I’ve just spent a worthwhile morning at the Software & Systems Quality Conference to pick up on what’s happening in the Testing Services scene. The most useful part (for me, anyway) was meeting the various vendors to get a feel for what impact the current stormy conditions are having in a segment I thought should have been fairly weatherproof. The answer seems to be more a case of ‘sunshine and showers’. Some of the vendors I spoke to see little impact on their business, but I was told by one European major of a €500K testing services deal that the client has now “deferred to 1/2Q09” (and we all know what that means). So it seems that however sensible the business case may be, even with testing, the spending freeze is brutal. My sense is that testing projects already underway are not being curtailed.
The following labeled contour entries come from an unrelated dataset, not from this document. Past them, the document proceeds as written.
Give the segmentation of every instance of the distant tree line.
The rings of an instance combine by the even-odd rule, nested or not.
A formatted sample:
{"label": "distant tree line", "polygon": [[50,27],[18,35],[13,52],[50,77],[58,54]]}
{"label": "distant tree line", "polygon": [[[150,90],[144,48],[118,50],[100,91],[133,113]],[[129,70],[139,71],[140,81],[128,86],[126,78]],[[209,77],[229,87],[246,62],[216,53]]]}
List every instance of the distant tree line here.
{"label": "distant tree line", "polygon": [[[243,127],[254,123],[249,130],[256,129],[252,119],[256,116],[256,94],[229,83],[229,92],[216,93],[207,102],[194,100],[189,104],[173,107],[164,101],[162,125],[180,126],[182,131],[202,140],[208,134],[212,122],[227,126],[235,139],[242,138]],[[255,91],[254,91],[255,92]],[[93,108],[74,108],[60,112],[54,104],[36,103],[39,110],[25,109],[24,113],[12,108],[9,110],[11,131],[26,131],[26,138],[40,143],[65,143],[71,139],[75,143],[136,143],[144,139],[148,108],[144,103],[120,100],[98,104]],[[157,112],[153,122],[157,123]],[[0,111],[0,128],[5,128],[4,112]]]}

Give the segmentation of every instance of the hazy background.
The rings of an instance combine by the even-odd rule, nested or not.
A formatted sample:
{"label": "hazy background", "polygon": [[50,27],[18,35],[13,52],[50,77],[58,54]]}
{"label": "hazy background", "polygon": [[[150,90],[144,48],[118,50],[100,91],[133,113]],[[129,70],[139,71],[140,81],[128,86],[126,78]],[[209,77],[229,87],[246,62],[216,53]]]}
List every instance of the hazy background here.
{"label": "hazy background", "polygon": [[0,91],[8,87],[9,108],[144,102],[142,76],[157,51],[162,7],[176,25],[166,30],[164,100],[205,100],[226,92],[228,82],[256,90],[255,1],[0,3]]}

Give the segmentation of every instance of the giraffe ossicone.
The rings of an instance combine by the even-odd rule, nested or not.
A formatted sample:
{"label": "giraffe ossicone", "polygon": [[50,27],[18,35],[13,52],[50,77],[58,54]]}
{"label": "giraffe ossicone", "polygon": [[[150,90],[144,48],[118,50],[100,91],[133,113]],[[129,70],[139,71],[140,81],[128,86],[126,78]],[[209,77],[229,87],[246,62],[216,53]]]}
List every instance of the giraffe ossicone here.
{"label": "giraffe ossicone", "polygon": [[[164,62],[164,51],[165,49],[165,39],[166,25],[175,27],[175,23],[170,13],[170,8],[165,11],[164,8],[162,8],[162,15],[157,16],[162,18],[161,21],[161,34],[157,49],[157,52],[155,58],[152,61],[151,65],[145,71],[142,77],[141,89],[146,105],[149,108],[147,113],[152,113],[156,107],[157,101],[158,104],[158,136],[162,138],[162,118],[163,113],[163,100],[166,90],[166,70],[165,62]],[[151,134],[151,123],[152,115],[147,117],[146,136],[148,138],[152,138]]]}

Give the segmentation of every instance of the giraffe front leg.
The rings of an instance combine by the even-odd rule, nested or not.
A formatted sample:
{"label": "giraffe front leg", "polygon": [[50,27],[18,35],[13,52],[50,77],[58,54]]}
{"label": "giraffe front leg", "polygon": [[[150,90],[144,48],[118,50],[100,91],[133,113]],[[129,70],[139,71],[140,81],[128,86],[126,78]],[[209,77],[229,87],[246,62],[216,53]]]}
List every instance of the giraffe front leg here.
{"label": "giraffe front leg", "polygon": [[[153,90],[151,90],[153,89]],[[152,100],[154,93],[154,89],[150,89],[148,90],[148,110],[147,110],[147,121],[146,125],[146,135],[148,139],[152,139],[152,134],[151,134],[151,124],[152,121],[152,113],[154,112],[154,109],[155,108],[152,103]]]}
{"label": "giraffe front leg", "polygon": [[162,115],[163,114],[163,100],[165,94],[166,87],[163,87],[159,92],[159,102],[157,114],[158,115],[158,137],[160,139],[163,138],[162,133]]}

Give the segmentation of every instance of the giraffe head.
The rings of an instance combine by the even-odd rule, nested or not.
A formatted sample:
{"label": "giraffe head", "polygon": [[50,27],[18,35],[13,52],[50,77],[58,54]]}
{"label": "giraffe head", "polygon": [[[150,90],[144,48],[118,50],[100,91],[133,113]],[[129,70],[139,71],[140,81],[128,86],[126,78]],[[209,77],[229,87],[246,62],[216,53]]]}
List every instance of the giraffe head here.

But new projects are coming under the same scrutiny as any other IT project and subject to the same due diligence – i.e. if it doesn’t pay back (and more) this year, it ain’t going to fly.

I had expected a better turn-out from the Indian players than just Cognizant and lesser-known Zensar, given that testing is one of the Indian SIs’ fastest growing service lines. Cognizant reckons it’s the king of the castle, with some 10,000 employees in its global testing services business. Well, Wipro may have something to say about that, but it does sound close. Zensar, in which Fujitsu Services used to have a stake, is much smaller (some 5,000 employees all up, with about 300 in testing) but has some top client brands in the UK, such as John Lewis, Marks & Spencer and National Grid. Zensar aims to have 1,000 heads in testing by 2011 and is on the acquisition trail. First stop is likely to be Germany – watch this space.

But it was great to meet a couple of ‘Little British Battlers’ very much holding their own in this segment. Grid-Tools is a tiny software outfit that has developed what appears to be a unique testing data generator product highly sought after by the major SIs. One sure sign that they have something a little special is that almost every one of the top Indian SIs has been beating a path to its door to incorporate G-T’s products in their testing proposition. On the services side, SDLC Solutions claims to be the UK’s largest independent testing house. It’s £9.5m revenues are a mile away from market leader SQS Systems’ (see SQS tests India – and a lot more besides) but SDLC is UK-owned and based. While they increasingly deal direct with corporate and government, they have partner relationships with the likes of Accenture, EDS, Capgemini and (now here’s a name you don’t hear much of) Hitachi Data Systems.

Of course, how long Grid-Tools and SDLC choose to remain independent, given the high interest in the testing services segment by major SIs, becomes an interesting question.